Une faille spatiotemporelle
À l’origine, Mériadeck avait été pensé comme un projet futuriste. « C’était les années pompidoliennes, rappelle Sébastien Sindeu. C’était le faste des années 1970, les Trente Glorieuses. Il fallait donner à Bordeaux, qui a connu une transformation urbaine au XVIIIe siècle, un visage du futur. Mais ce futur-là n’est jamais advenu. » Aujourd’hui, il va même jusqu’à parler de « faille spatiotemporelle » au sujet de ces 28 hectares, expression que ne renieraient pas les inconditionnels de la trilogie « Retour vers le futur » et autres films d’anticipation.
Un quartier aimé
« J’ai quand même l’impression qu’il y a plus d’amoureux de Mériadeck que de détracteurs », constate le photographe. « Les jeunes adorent Mériadeck, a-t-il observé. Il y a une nouvelle génération qui est en train de s’y installer. Ce qui m’a poussé à travailler sur ce quartier, c’est la fascination qu’il exerce auprès des Bordelais. On aime ou on déteste Mériadeck. Mais j’ai quand même l’impression qu’il y a plus d’amoureux de Mériadeck que de détracteurs. »

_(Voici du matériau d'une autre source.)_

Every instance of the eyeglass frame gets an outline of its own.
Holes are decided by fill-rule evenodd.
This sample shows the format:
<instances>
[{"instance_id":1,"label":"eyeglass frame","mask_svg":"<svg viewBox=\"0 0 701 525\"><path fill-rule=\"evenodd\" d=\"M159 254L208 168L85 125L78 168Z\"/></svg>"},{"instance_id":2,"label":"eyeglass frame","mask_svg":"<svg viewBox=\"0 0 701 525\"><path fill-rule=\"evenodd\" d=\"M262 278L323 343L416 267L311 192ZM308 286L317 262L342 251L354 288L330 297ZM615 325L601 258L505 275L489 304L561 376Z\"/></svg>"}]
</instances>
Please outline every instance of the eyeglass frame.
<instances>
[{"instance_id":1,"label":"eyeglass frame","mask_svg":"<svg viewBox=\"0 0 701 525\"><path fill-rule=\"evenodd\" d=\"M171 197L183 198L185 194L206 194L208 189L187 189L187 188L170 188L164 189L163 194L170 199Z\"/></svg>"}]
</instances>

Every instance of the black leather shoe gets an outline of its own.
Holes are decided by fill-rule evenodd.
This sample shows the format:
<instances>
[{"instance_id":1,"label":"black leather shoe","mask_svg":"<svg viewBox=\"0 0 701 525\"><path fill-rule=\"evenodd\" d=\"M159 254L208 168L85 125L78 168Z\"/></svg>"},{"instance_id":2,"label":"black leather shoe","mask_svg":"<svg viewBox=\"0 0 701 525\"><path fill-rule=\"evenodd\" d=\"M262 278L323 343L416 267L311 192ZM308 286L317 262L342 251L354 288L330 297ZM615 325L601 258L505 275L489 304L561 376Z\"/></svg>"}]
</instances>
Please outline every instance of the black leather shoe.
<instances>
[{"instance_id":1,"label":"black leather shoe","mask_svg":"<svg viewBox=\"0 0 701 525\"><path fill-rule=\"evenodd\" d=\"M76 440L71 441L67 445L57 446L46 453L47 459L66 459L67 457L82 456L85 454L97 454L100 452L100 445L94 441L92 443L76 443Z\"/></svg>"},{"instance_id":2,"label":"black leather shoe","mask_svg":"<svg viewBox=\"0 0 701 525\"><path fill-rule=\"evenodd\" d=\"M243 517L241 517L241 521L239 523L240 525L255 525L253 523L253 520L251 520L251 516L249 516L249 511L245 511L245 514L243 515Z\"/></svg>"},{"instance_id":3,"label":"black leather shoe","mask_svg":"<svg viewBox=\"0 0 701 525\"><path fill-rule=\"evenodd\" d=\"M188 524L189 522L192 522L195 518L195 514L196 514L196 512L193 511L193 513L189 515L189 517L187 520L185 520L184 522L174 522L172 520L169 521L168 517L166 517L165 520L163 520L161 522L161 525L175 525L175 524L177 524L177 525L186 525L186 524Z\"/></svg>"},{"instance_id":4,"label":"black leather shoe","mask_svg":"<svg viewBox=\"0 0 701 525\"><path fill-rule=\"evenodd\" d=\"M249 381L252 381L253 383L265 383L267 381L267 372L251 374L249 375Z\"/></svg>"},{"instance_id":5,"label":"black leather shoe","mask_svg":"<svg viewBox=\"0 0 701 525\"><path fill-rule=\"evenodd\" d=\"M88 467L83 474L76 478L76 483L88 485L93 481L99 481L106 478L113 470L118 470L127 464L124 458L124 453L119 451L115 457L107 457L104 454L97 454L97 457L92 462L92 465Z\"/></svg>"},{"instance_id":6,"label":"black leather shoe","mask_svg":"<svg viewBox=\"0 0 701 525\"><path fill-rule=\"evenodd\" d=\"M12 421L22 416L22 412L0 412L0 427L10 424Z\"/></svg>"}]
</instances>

C’est le point commun avec son précédent recueil, « L’Inconnu de la route de Toulouse ». Cette rue qui traverse quatre communes, Bordeaux, Villenave-d’Ornon, Talence et Bègles, est certes une artère abondamment empruntée par les automobiles, mais pas seulement. Il y a des gens qui y vivent. De même que Mériadeck ne peut se résumer à sa galaxie d’administrations et à son centre commercial. « Pour ses habitants, c’est un espace protégé, un refuge extraordinaire pour s’abriter des bruits de la ville, de son agitation, de sa frénésie », rapporte-t-il. Effectivement, depuis l’esplanade Charles-de-Gaulle, on n’entend plus la circulation environnante.
Un film documentaire
Dans son livre, qui se double d’un film documentaire rassemblant ses clichés sur fond de voix off, il s’est attaché à l’aspect humain, photographiant des résidents, des passants ou, comme il les appelle, « des acteurs de la dalle ». Parmi ces derniers, on trouve des danseuses de K-pop, un circassien répétant avec son diabolo et « des fumeurs en bas des bureaux ». Il y a aussi cette femme, Fanny, qui écrit à la craie sur l’asphalte des textes poétiques. Vraiment, ce quartier inspire. « Mériadeck est peut-être une réussite à venir », a fini par se dire Sébastien Sindeu. Il n’est jamais trop tard pour honorer son rendez-vous avec le futur.